US Fed downplays inflation fears, officials see rate hikes in 2023

June 17, 2021 | 19:27
Federal Reserve Chair Jerome Powell on Wednesday once again tried to assuage fears of rising US inflation, even while a majority of central bank officials now believe interest rates will increase in 2023.
US Fed downplays inflation fears, officials see rate hikes in 2023
(FILES) In this file photo US Federal Reserve Chairman Jerome Powell gives a press briefing after the surprise announcement the FED will cut interest rates on March 3, 2020 in Washington,DC. The Federal Reserve opened its two-day policy meeting on June 15, 2021, as a host of new data show the US economic recovery is hitting speed bumps, complicating the central bank's job. Rising prices have garnered the most attention as the economic reopening accelerates thanks to widespread Covid-19 vaccinations, but data also indicate disappointing hiring as well as supply chain bottlenecks that are holding back US industry, notably the auto sector. Eric BARADAT / AFP

While widespread vaccinations have allowed the United States to rebound faster than previously expected from the Covid-19 pandemic downturn, the Fed's policy-setting Federal Open Market Committee (FOMC) cautioned that "risks to the economic outlook remain" in a statement following its two-day meeting.

But amid the accelerating rebound, Fed officials appear to have grown more hawkish, with 11 of the 18 committee members now expecting at least two hikes of the benchmark lending rate in 2023, according to updated quarterly economic projections.

The March forecasts showed only seven officials expecting rate liftoff in 2023, but seven now expect one as soon as next year.

However, Powell stressed that those projections "do not represent a committee decision or plan."

Markets and analysts have been closely watching FOMC meetings in recent months as they weigh fears that the Fed's stance on rising prices is too passive, which could allow an upward price spiral that would force the central bank to aggressively raise rates -- and crush economic growth.

Powell again tried to ease those worries, stressing that officials stand ready to alter policy if they see signs inflation moved "materially and persistently beyond levels consistent with our goal."

- Unmet goals -

However, the FOMC said it will not begin to withdraw the stimulus measures implemented at the start of the pandemic until progress is made on reducing unemployment and keeping inflation above their two percent goal.

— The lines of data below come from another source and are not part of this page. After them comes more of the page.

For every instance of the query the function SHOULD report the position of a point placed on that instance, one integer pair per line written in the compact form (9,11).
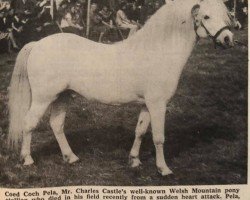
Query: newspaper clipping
(124,100)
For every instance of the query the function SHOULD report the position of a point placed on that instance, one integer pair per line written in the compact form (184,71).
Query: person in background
(134,14)
(18,27)
(25,7)
(123,21)
(106,14)
(5,27)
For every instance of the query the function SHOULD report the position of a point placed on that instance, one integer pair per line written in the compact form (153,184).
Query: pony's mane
(173,21)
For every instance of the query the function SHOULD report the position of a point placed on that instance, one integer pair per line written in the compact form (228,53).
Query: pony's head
(211,19)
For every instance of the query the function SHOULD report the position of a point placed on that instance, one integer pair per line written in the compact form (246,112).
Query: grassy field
(206,131)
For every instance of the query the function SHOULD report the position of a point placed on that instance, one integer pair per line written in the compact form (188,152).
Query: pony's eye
(206,17)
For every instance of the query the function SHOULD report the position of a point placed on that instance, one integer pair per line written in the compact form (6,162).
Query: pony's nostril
(227,39)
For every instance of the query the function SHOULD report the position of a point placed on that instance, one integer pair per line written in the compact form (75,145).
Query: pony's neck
(170,30)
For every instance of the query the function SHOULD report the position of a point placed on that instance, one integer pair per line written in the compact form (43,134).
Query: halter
(209,34)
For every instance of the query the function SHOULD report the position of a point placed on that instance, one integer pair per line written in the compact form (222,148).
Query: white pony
(145,69)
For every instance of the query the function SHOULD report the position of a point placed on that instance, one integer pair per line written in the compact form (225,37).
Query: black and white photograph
(123,93)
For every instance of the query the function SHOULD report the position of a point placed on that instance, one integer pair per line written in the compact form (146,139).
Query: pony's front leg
(57,118)
(141,129)
(157,110)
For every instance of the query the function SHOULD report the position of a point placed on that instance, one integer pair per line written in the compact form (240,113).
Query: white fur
(145,68)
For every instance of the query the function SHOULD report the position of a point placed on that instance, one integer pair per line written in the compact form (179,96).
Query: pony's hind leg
(57,118)
(141,129)
(31,120)
(157,111)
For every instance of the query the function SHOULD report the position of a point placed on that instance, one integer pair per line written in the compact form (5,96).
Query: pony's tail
(19,96)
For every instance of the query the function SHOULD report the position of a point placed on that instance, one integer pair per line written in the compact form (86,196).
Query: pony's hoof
(72,158)
(134,162)
(165,171)
(28,160)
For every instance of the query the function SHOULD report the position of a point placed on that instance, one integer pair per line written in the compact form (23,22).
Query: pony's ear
(195,10)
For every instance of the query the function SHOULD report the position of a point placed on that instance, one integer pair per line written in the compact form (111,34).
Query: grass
(206,131)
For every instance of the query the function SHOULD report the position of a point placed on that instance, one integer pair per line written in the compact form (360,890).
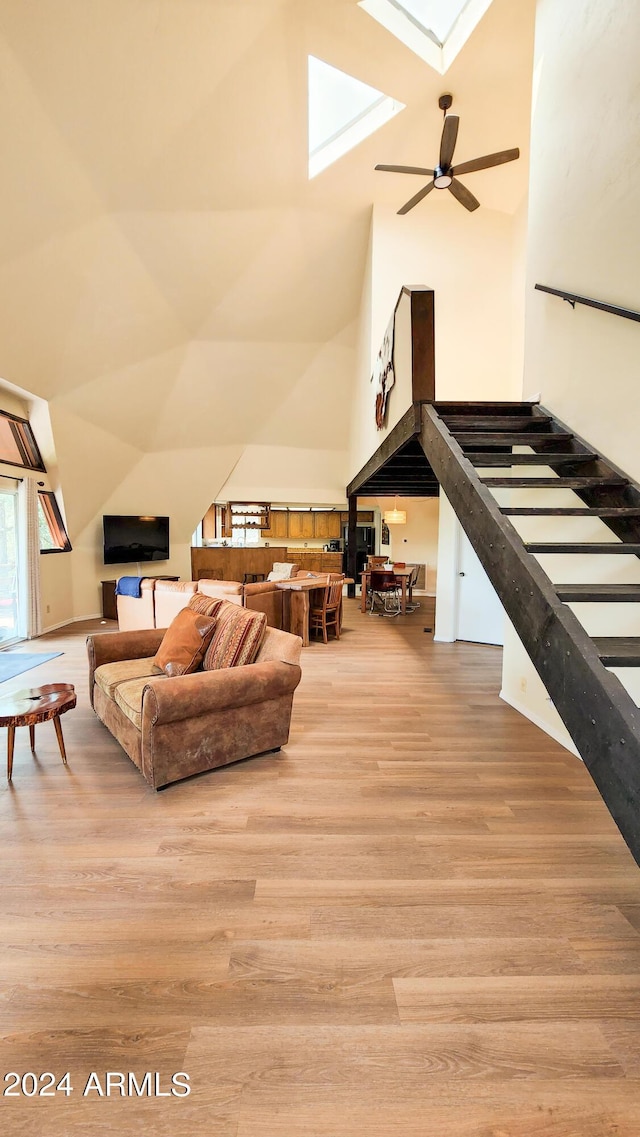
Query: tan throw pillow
(237,639)
(184,642)
(206,605)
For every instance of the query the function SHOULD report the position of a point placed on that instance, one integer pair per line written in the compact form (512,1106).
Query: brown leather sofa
(172,728)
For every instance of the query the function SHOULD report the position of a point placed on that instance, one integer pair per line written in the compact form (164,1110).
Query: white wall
(583,237)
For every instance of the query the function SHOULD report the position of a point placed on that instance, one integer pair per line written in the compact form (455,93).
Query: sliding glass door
(8,565)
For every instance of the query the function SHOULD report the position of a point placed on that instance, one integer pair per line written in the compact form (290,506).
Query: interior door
(481,616)
(8,566)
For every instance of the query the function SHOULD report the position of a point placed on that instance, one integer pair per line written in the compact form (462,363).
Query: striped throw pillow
(237,639)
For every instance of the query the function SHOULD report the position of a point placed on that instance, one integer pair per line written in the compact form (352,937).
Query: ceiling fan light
(395,517)
(442,180)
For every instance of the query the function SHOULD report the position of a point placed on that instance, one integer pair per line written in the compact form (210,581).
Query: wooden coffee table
(31,706)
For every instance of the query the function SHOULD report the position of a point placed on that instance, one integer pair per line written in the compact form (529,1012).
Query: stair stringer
(600,716)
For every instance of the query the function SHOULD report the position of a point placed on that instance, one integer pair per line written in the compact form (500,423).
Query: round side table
(31,706)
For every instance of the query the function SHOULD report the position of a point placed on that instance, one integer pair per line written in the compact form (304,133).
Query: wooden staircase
(462,439)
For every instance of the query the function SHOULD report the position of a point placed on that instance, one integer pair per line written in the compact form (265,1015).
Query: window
(342,111)
(52,533)
(435,30)
(17,443)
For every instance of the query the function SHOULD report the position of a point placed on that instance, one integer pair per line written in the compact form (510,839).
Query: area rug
(14,663)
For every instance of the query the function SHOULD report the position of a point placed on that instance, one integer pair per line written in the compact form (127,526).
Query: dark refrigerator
(365,545)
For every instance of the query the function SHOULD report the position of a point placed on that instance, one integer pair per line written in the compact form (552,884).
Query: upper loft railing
(573,299)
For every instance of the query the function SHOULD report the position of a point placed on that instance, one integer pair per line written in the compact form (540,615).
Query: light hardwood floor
(417,920)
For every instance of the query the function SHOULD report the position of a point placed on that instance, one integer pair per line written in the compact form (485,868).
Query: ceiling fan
(445,175)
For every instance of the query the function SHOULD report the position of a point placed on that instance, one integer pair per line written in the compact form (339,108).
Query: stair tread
(528,459)
(607,547)
(560,483)
(605,511)
(618,650)
(598,592)
(495,422)
(504,438)
(479,407)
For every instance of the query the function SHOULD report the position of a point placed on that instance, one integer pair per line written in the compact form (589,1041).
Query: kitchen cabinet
(315,559)
(327,525)
(365,517)
(300,524)
(279,525)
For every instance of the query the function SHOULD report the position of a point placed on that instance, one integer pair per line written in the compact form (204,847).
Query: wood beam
(599,714)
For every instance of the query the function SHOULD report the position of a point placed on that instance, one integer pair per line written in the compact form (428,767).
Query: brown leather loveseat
(173,727)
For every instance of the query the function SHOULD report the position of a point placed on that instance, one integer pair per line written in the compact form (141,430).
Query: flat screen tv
(135,539)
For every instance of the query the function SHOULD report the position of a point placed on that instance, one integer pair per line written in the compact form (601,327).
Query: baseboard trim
(538,721)
(72,620)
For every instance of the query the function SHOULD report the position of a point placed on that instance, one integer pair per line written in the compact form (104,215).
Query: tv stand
(109,607)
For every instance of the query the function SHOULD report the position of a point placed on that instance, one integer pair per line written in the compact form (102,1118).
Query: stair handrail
(573,299)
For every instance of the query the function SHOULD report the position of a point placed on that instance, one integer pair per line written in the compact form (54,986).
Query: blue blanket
(129,586)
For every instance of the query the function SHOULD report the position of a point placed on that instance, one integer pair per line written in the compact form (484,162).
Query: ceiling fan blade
(448,140)
(464,196)
(406,169)
(413,201)
(490,159)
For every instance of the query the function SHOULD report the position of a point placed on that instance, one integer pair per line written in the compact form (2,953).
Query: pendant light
(395,516)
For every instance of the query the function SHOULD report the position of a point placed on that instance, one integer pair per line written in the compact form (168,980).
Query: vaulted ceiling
(169,277)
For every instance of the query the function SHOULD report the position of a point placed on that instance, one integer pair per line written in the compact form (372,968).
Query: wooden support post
(351,540)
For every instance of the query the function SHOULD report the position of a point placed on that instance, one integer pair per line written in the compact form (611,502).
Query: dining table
(401,574)
(299,604)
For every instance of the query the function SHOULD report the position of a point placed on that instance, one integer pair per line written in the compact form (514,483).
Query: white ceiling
(159,238)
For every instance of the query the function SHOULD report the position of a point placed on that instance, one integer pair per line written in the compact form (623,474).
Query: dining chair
(329,613)
(383,587)
(410,584)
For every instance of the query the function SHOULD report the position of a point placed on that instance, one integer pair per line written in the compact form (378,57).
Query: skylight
(435,30)
(342,111)
(434,16)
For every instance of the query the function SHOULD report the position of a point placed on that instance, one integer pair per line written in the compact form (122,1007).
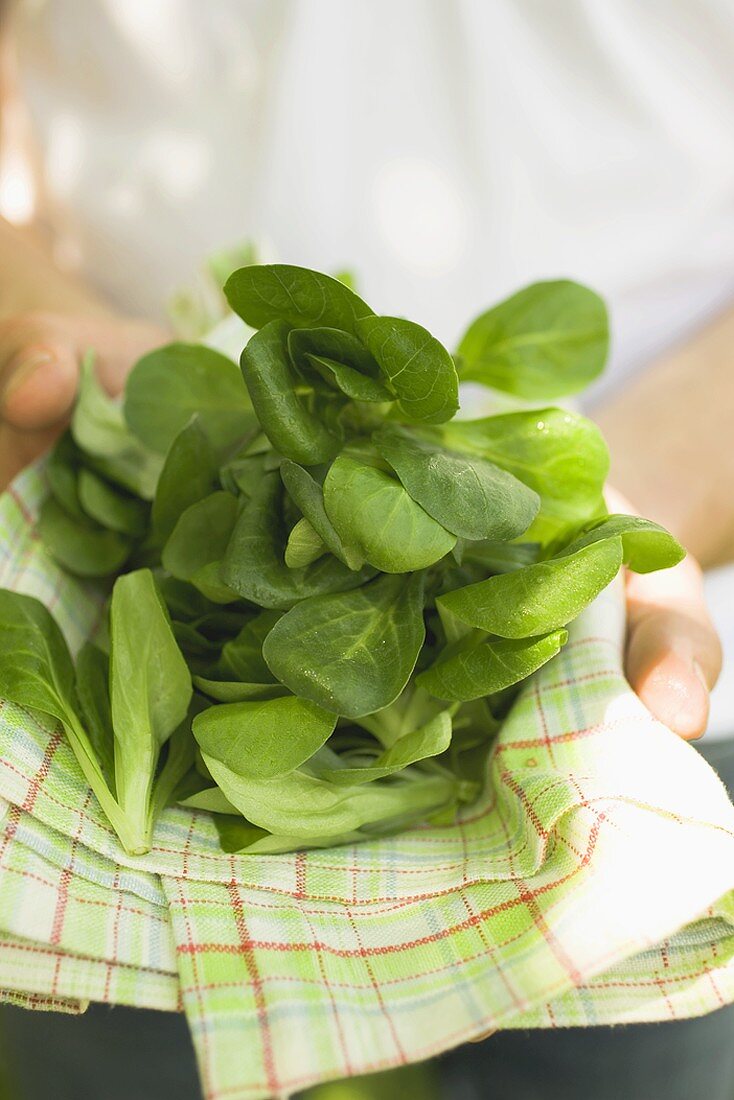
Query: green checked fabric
(595,884)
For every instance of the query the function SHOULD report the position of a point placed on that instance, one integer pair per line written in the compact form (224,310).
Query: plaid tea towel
(594,884)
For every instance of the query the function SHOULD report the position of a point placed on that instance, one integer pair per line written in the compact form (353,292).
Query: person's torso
(449,152)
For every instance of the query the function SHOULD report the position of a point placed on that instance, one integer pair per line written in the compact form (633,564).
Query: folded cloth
(594,883)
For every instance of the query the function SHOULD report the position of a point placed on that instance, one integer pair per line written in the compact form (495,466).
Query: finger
(40,362)
(674,653)
(41,383)
(117,344)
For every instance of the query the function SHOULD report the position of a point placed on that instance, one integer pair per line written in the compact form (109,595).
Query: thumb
(39,381)
(674,653)
(40,359)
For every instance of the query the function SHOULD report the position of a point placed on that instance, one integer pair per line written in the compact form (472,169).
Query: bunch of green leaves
(357,580)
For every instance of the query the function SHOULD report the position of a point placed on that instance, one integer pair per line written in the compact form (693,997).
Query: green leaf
(548,340)
(63,473)
(300,297)
(538,598)
(111,507)
(92,695)
(303,806)
(417,367)
(291,427)
(36,671)
(559,454)
(254,565)
(198,543)
(170,385)
(350,652)
(237,691)
(308,495)
(359,387)
(371,512)
(242,657)
(99,429)
(262,739)
(332,344)
(467,495)
(150,691)
(189,473)
(304,545)
(646,546)
(474,668)
(84,549)
(429,740)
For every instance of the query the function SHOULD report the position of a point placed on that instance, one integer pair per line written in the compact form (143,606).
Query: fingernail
(24,370)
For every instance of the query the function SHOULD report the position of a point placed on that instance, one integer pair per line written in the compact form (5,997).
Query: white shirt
(449,151)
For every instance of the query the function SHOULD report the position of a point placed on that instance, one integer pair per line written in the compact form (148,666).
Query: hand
(40,356)
(674,655)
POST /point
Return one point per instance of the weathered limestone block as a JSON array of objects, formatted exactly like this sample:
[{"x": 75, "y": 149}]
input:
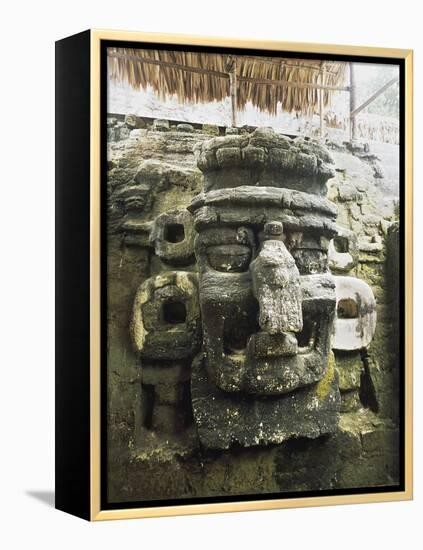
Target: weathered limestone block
[
  {"x": 348, "y": 192},
  {"x": 343, "y": 251},
  {"x": 222, "y": 420},
  {"x": 231, "y": 131},
  {"x": 185, "y": 127},
  {"x": 211, "y": 129},
  {"x": 349, "y": 366},
  {"x": 134, "y": 122},
  {"x": 355, "y": 321},
  {"x": 264, "y": 158}
]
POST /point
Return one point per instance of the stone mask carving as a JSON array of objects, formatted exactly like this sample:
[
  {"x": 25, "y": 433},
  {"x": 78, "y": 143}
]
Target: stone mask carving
[
  {"x": 267, "y": 298},
  {"x": 260, "y": 232}
]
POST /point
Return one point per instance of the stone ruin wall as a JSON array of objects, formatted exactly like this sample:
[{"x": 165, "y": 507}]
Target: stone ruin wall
[{"x": 152, "y": 169}]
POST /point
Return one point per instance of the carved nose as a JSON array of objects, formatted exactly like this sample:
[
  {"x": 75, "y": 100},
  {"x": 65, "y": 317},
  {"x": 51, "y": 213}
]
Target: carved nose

And since inflation has lagged the bank's target for over a decade and unemployment remains at 5.8 percent, achieving "substantial further progress is still a ways off," Powell told reporters in his press conference following the meeting.

He warned that the "recovery is incomplete" and improvement has been "uneven," with employment in hard-hit sectors well below pre-pandemic levels.

But some economists remain skeptical the Fed can manage the policy dilemma smoothly, and US stock markets lost ground, with the Dow dropping 0.8 percent.

"Certainly, some of the rise in inflation is temporary, but as we have argued, risks are rising that underlying inflation pressures are mounting," said Mickey Levy of Berenberg Capital Markets.

- Tapering bond buying -

The Fed officials' median forecast for annual inflation this year increased to 3.4 percent from the previous 2.4 percent in March, but they see the rate slowing to 2.1 percent in 2022, according to the projections.

Committee members also boosted their growth outlook to seven percent from 6.5 percent.

On inflation, Powell said, "What we are seeing in the near term is principally associated with reopening of the economy, and not with a tight labor market or tight resource constraints."

Those temporary effects should "stop, and in fact it would reverse over time," he said. However, "we are not sure" about the timeframe.

The consumer price index jumped to five percent for the 12 months ended in May, but Powell attributed that to "a perfect storm of strong demand and limited supply" for things like used cars.

The FOMC also said it will continue buying $120 billion a month in bonds, thereby providing a steady flow of liquidity to the economy.

Powell said the committee is not focused on raising lending rates but has started discussions on when to taper the pace of bond purchases as its first move towards ending the pandemic measures.

He said the Fed will give plenty of notice before making any major changes, and "do what we can to avoid a market reaction."

Even after the initial steps, the Fed measures "will continue to deliver powerful support to the economy until the recovery is complete," Powell said.

Ian Shepherdson of Pantheon Macroeconomics said that while "taper talk is underway" Powell "wants to see what happens in the labor market after the summer."

However, he warned that "for someone preaching uncertainty, Mr. Powell is very confident the Fed won't fall behind the curve."